Last week, gold fell to its lowest this year at $1,527 an ounce, before staging its biggest two-day rally since October as traders holding short positions rushed to cover.

"I suspect that what we saw last week was partly short covering, and that has helped us on the way up, with maybe a little bit of extra safe-haven interest," Mitsui Precious Metals analyst David Jollie said.

"In the next few weeks leading up to the Greek election, there will be plenty of opportunities for people to worry about the European debt situation and the health of the euro in general. I think that will be positive for gold, certainly in the absence of foreign exchange movements."

"The short covering is probably a one-off issue, so the strength of this move will be interesting to gauge as a measure of safe-haven interest," he added.   

Simmering concerns over the euro zone debt crisis have stoked some demand for physical metal as a safe store of value in Europe, dealers said, but bad news from the euro zone also weighs on gold through its impact on the currency markets.
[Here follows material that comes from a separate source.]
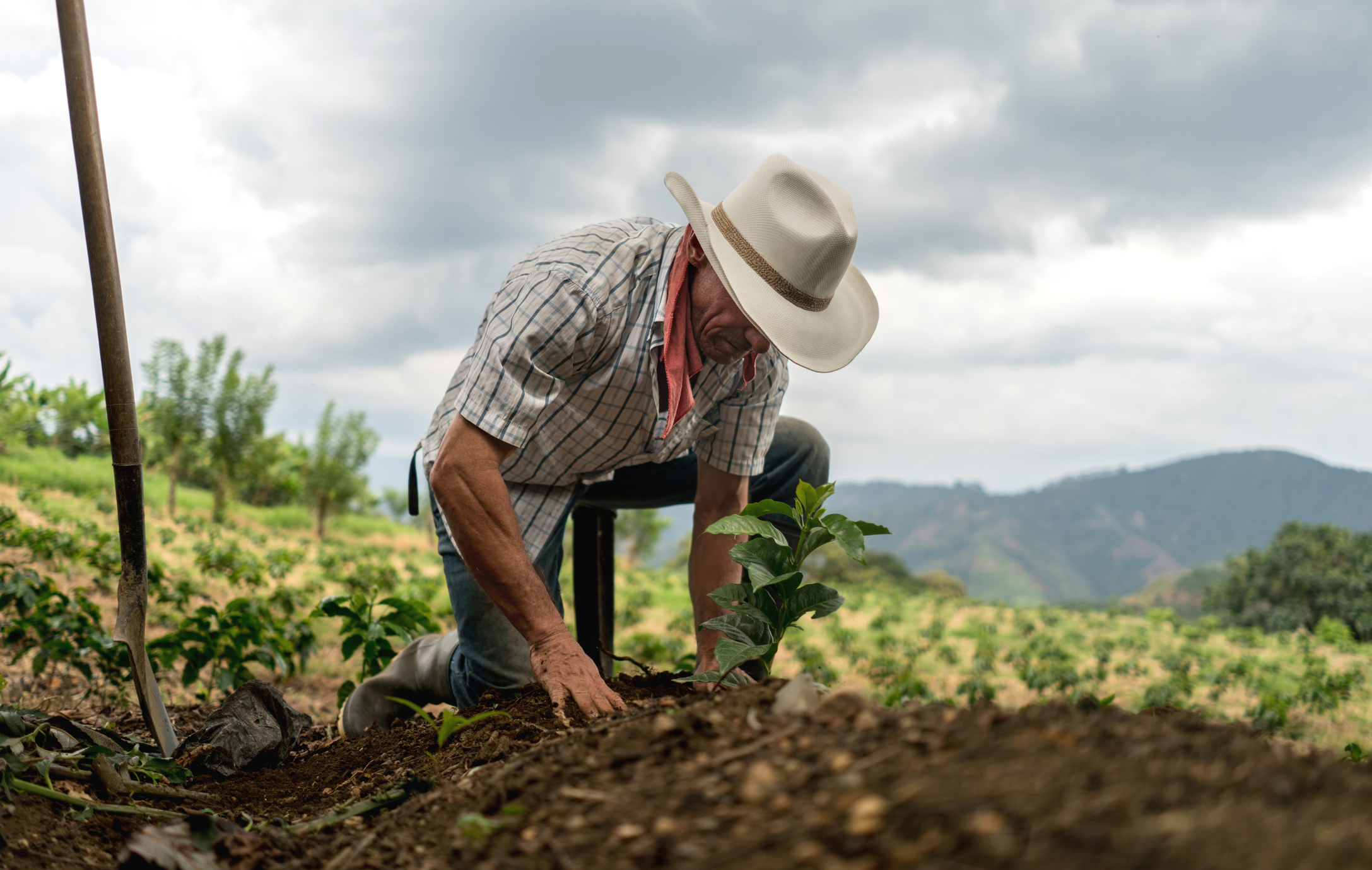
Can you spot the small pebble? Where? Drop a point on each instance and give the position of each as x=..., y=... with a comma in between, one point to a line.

Gold prices remain vulnerable to weakness in the euro, and consequent gains in the dollar, which makes the metal more expensive for other currency holders. They gave up early gains as the euro dipped 0.2 percent against the US unit.

Deep-seated concerns about financial turmoil in Greece and Spain are keeping the single currency under pressure.

EURO ZONE TALKS

A rapid deterioration in the crisis over the past few weeks and increasing uncertainty whether Greece will stay in the euro zone prompted talk that French President Francois Hollande and other euro zone leaders will promote the idea of mutualised European debt at an informal summit in Brussels on Wednesday,

 The proposal is likely to meet with entrenched opposition from European paymaster Germany.

"(Gold's performance) really all depends on whether (its) new found rally can stand up to what I think will be weakness in the euro over the coming days," Marex Spectron said in a note.

"Watch the correlation carefully, as if it seems that gold is functioning by itself, then on the basis that there is not likely to be much good news out of Europe, we could see higher numbers," it said. "However if gold falls back into its bad old ways and follows the euro, then this rally may be short lived."

Data released in the United States on Friday showed hedge funds and other money managers liquidated more than $2 billion in US gold futures over a week, before a forceful rebound in the metal potentially tripped up some of them.

On the other side of the market, news from the jewellery sector was uninspiring, with officials saying on Saturday that Italy, Europe's biggest jewellery exporter, is set to see a fall in domestic sales in 2012 as consumers tighten belts while the government pushes ahead with austerity measures.

Among other precious metals, silver was down 1.2 percent at $28.26 an ounce, while spot platinum was up 0.5 percent at $1,457.49 an ounce and spot palladium was up 2.1 percent at $610.97 an ounce.

Both platinum group metals posted modest losses last week as jewellers, miners, refiners and recyclers met in London for Platinum Week.

"London Platinum Week rammed home the need for some form of short- to medium-term production restraint in the face of weak PGM prices," RBS said in a note on Monday.

"None of the producers we met up with had any doubt about the positive platinum and palladium demand picture in the years ahead. Of more concern was what to do short term to put a bridge across the current, mainly externally driven price woes.